- Directed by: Howie Shia
- Written by: Howie Shia
- Based on: Hercules
- Produced by: Maral Mohammadian
- Edited by: Howie Shia
- Music by: Leo Shia; Tim Shia;
- Production company: NFB
- Release date: July 20, 2016 (Canada);
- Running time: 5 minutes
- Country: Canada
- Language: English
- Budget: CA$200,000

= BAM (film) =

BAM is a 2015 National Film Board of Canada animated short film by Howie Shia about a shy young man with a violent temper who struggles to reconcile the two sides of his personality.
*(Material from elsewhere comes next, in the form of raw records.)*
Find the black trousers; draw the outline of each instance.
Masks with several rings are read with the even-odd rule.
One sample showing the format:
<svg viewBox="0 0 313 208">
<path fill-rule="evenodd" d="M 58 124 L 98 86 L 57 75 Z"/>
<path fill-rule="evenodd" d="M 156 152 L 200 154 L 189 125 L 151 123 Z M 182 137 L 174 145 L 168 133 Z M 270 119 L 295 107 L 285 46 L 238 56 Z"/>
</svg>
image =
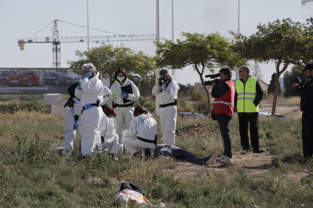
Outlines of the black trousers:
<svg viewBox="0 0 313 208">
<path fill-rule="evenodd" d="M 249 137 L 248 136 L 248 123 L 250 124 L 250 138 L 251 146 L 254 149 L 259 148 L 259 126 L 258 124 L 259 113 L 255 114 L 244 113 L 242 115 L 238 115 L 239 121 L 239 133 L 240 134 L 240 141 L 241 146 L 244 148 L 248 148 L 249 145 Z"/>
<path fill-rule="evenodd" d="M 311 119 L 312 118 L 311 118 Z M 309 117 L 302 117 L 302 143 L 303 155 L 305 157 L 312 157 L 313 153 L 313 122 Z"/>
</svg>

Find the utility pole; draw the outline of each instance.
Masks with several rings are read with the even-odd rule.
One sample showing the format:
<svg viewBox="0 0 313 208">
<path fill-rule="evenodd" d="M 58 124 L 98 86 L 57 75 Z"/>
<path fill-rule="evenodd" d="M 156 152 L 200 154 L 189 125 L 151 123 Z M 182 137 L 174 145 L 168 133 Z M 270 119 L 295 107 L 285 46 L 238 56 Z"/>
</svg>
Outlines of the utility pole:
<svg viewBox="0 0 313 208">
<path fill-rule="evenodd" d="M 87 48 L 88 51 L 89 51 L 89 15 L 88 4 L 88 0 L 87 0 Z"/>
<path fill-rule="evenodd" d="M 156 0 L 156 41 L 157 42 L 160 42 L 160 0 Z M 159 55 L 158 55 L 157 52 L 158 51 L 159 48 L 159 47 L 156 45 L 156 52 L 157 54 L 156 56 L 158 56 Z M 156 70 L 156 83 L 157 83 L 158 82 L 158 79 L 159 78 L 160 75 L 160 68 L 158 67 L 157 67 Z M 156 96 L 156 114 L 157 116 L 158 116 L 160 115 L 160 107 L 159 106 L 160 105 L 160 95 L 157 95 Z"/>
</svg>

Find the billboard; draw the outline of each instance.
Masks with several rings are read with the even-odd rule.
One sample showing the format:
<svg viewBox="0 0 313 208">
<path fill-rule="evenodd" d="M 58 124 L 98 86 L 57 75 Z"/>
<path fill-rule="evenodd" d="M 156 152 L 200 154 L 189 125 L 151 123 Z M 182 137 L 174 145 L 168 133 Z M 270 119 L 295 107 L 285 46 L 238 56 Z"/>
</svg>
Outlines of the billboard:
<svg viewBox="0 0 313 208">
<path fill-rule="evenodd" d="M 80 77 L 67 68 L 0 68 L 0 94 L 67 94 Z"/>
</svg>

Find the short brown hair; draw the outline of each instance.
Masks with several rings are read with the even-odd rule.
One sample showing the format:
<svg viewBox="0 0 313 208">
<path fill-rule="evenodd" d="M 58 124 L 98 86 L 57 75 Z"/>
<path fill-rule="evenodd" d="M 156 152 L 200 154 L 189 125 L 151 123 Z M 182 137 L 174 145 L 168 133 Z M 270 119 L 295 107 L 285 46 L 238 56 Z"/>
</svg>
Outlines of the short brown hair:
<svg viewBox="0 0 313 208">
<path fill-rule="evenodd" d="M 145 109 L 144 107 L 139 105 L 135 108 L 135 110 L 134 110 L 134 117 L 137 117 L 142 114 L 146 114 L 147 113 L 148 111 Z"/>
<path fill-rule="evenodd" d="M 107 107 L 103 111 L 103 113 L 108 117 L 113 116 L 113 118 L 116 116 L 116 112 L 113 108 Z"/>
<path fill-rule="evenodd" d="M 220 73 L 222 72 L 225 75 L 227 75 L 228 76 L 228 78 L 231 78 L 232 75 L 233 75 L 233 73 L 232 73 L 232 69 L 228 66 L 223 67 L 221 69 L 219 70 L 219 71 L 218 72 Z"/>
<path fill-rule="evenodd" d="M 248 75 L 250 74 L 250 69 L 249 68 L 249 67 L 248 66 L 243 65 L 241 66 L 239 68 L 239 69 L 243 69 L 245 70 L 247 72 L 247 73 Z"/>
</svg>

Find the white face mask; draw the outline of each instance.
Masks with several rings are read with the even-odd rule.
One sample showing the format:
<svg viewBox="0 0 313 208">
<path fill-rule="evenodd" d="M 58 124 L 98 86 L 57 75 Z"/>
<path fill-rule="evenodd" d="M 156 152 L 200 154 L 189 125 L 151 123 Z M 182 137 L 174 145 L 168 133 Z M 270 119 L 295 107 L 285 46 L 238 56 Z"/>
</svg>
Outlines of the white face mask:
<svg viewBox="0 0 313 208">
<path fill-rule="evenodd" d="M 122 81 L 124 80 L 125 79 L 125 77 L 124 76 L 121 77 L 117 77 L 117 79 L 119 80 L 120 82 L 121 82 Z"/>
</svg>

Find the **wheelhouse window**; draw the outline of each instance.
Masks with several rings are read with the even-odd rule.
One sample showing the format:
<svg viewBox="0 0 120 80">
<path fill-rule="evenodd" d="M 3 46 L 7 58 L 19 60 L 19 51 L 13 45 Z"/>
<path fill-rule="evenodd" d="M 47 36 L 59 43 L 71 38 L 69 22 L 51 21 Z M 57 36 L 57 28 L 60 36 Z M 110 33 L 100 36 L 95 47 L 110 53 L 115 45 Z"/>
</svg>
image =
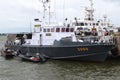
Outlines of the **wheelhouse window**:
<svg viewBox="0 0 120 80">
<path fill-rule="evenodd" d="M 66 28 L 66 32 L 69 32 L 69 28 Z"/>
<path fill-rule="evenodd" d="M 46 29 L 43 29 L 43 32 L 46 32 L 47 30 Z"/>
<path fill-rule="evenodd" d="M 88 24 L 87 23 L 85 23 L 85 26 L 87 26 Z"/>
<path fill-rule="evenodd" d="M 51 32 L 54 32 L 54 30 L 55 30 L 54 28 L 51 28 Z"/>
<path fill-rule="evenodd" d="M 60 32 L 60 28 L 56 28 L 56 32 Z"/>
<path fill-rule="evenodd" d="M 65 28 L 62 28 L 62 31 L 61 32 L 65 32 Z"/>
<path fill-rule="evenodd" d="M 84 26 L 84 23 L 80 23 L 80 26 Z"/>
<path fill-rule="evenodd" d="M 47 29 L 47 32 L 50 32 L 50 29 L 49 29 L 49 28 Z"/>
<path fill-rule="evenodd" d="M 95 26 L 95 23 L 93 23 L 93 26 Z"/>
<path fill-rule="evenodd" d="M 70 32 L 74 32 L 74 28 L 70 28 Z"/>
<path fill-rule="evenodd" d="M 96 26 L 98 26 L 99 24 L 98 23 L 96 23 Z"/>
</svg>

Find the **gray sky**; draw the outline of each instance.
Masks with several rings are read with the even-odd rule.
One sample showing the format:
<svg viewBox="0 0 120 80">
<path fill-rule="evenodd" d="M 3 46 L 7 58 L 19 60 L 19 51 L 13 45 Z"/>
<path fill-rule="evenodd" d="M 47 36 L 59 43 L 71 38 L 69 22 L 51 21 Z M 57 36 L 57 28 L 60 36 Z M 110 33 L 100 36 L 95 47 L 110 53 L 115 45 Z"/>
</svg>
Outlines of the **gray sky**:
<svg viewBox="0 0 120 80">
<path fill-rule="evenodd" d="M 110 21 L 120 26 L 120 0 L 93 0 L 95 18 L 107 15 Z M 52 17 L 63 22 L 64 18 L 84 18 L 84 7 L 89 0 L 51 0 Z M 64 14 L 63 14 L 64 13 Z M 0 33 L 29 32 L 34 18 L 42 18 L 42 4 L 39 0 L 2 0 L 0 2 Z"/>
</svg>

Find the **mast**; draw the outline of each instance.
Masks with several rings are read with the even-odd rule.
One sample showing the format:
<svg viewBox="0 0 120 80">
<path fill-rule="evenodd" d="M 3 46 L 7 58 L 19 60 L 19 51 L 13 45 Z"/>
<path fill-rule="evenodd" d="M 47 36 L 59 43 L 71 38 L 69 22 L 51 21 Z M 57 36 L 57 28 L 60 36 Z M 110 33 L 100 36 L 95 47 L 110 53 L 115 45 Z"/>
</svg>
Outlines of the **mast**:
<svg viewBox="0 0 120 80">
<path fill-rule="evenodd" d="M 42 2 L 42 4 L 43 4 L 43 21 L 44 22 L 45 22 L 45 19 L 46 19 L 46 11 L 47 11 L 46 6 L 48 5 L 48 8 L 49 8 L 49 24 L 50 24 L 50 0 L 40 0 L 40 2 Z"/>
<path fill-rule="evenodd" d="M 90 6 L 85 8 L 85 20 L 88 21 L 93 21 L 94 20 L 94 8 L 93 8 L 93 0 L 89 0 L 90 1 Z"/>
</svg>

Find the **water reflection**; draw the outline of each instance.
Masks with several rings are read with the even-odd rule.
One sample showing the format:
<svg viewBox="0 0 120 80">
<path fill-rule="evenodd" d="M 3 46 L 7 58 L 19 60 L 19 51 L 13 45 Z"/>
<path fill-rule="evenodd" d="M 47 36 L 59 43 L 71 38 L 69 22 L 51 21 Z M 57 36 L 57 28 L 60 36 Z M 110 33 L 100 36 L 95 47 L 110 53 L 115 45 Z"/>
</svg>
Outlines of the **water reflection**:
<svg viewBox="0 0 120 80">
<path fill-rule="evenodd" d="M 4 38 L 0 38 L 3 46 Z M 103 63 L 48 60 L 46 63 L 0 57 L 0 80 L 120 80 L 120 58 Z"/>
</svg>

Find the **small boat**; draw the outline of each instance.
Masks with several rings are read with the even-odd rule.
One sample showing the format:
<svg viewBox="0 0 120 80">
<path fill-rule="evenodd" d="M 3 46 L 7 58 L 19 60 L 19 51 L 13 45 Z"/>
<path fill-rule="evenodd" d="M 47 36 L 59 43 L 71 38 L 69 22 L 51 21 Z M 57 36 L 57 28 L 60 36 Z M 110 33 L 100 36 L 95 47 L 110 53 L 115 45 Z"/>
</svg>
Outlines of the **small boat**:
<svg viewBox="0 0 120 80">
<path fill-rule="evenodd" d="M 36 58 L 37 53 L 43 59 L 100 62 L 105 61 L 115 46 L 110 35 L 79 36 L 75 34 L 74 25 L 38 22 L 32 33 L 8 35 L 5 47 L 17 51 L 22 55 L 20 57 L 35 62 L 40 61 Z"/>
</svg>

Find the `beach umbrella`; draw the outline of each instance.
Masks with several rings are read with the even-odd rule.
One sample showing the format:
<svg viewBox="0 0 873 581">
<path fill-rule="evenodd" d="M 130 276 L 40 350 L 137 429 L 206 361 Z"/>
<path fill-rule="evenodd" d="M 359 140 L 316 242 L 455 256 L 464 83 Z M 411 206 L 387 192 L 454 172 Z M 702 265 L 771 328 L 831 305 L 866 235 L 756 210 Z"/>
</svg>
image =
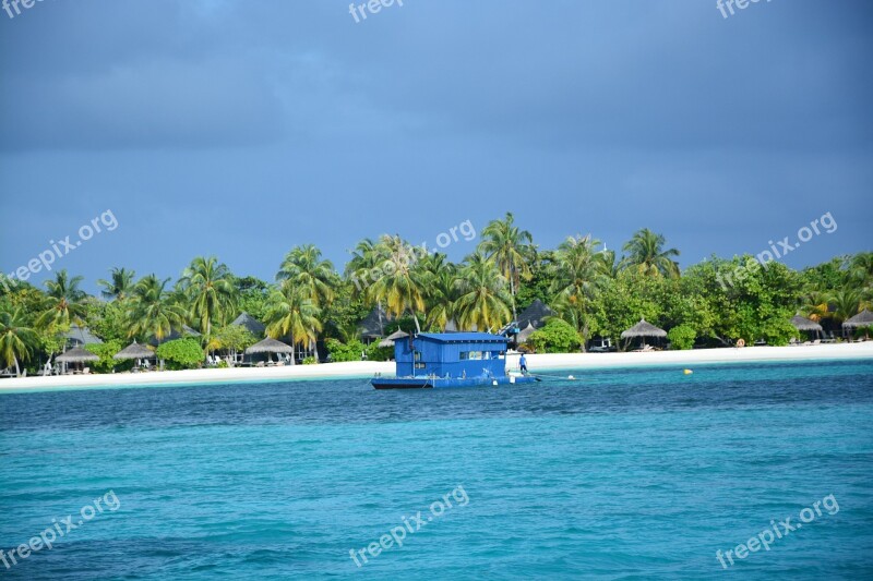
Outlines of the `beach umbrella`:
<svg viewBox="0 0 873 581">
<path fill-rule="evenodd" d="M 815 331 L 818 334 L 823 330 L 821 325 L 799 314 L 791 317 L 791 325 L 799 331 Z"/>
<path fill-rule="evenodd" d="M 394 341 L 397 339 L 403 339 L 404 337 L 409 337 L 409 334 L 402 330 L 396 330 L 379 341 L 379 347 L 394 347 Z"/>
<path fill-rule="evenodd" d="M 263 341 L 259 341 L 246 350 L 247 355 L 256 353 L 294 353 L 294 348 L 289 344 L 271 339 L 267 337 Z"/>
<path fill-rule="evenodd" d="M 802 317 L 800 315 L 794 315 L 791 317 L 791 325 L 799 331 L 821 331 L 822 326 L 815 323 L 812 319 L 806 317 Z"/>
<path fill-rule="evenodd" d="M 155 356 L 155 352 L 145 347 L 144 344 L 140 344 L 136 341 L 133 341 L 131 344 L 112 355 L 112 359 L 117 359 L 119 361 L 125 359 L 153 359 Z"/>
<path fill-rule="evenodd" d="M 100 358 L 92 353 L 91 351 L 86 351 L 81 347 L 76 347 L 75 349 L 71 349 L 65 353 L 61 353 L 55 361 L 57 363 L 84 363 L 86 361 L 99 361 Z"/>
<path fill-rule="evenodd" d="M 647 323 L 645 318 L 641 318 L 639 323 L 621 334 L 622 339 L 633 339 L 635 337 L 667 337 L 667 331 L 651 323 Z"/>
<path fill-rule="evenodd" d="M 842 324 L 844 329 L 860 329 L 862 327 L 873 327 L 873 313 L 864 308 L 853 317 L 846 320 Z M 870 334 L 866 334 L 866 337 L 870 337 Z"/>
</svg>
It is a retelling of the myth of Hercules and one of the first films created entirely in 4K UltraHD by the NFB.

The filmmaker's brothers, hip-hop artist Leo Shia (also known as LEO37) and composer Tim Shia, composed the film's musical score and did the sound editing. Shia says the film was partly inspired by their grandfather, a high-ranking police official in Taiwan who was also a calligrapher and poet, "coming from a tradition of learned gentleman who also partook in violence one way or another". BAM was produced for the NFB by Maral Mohammadian and Michael Fukushima.

The film premiered at the 2015 Toronto International Film Festival and was nominated for an Academy of Canadian Cinema and Television Award for Best Animated Short at the 4th Canadian Screen Awards.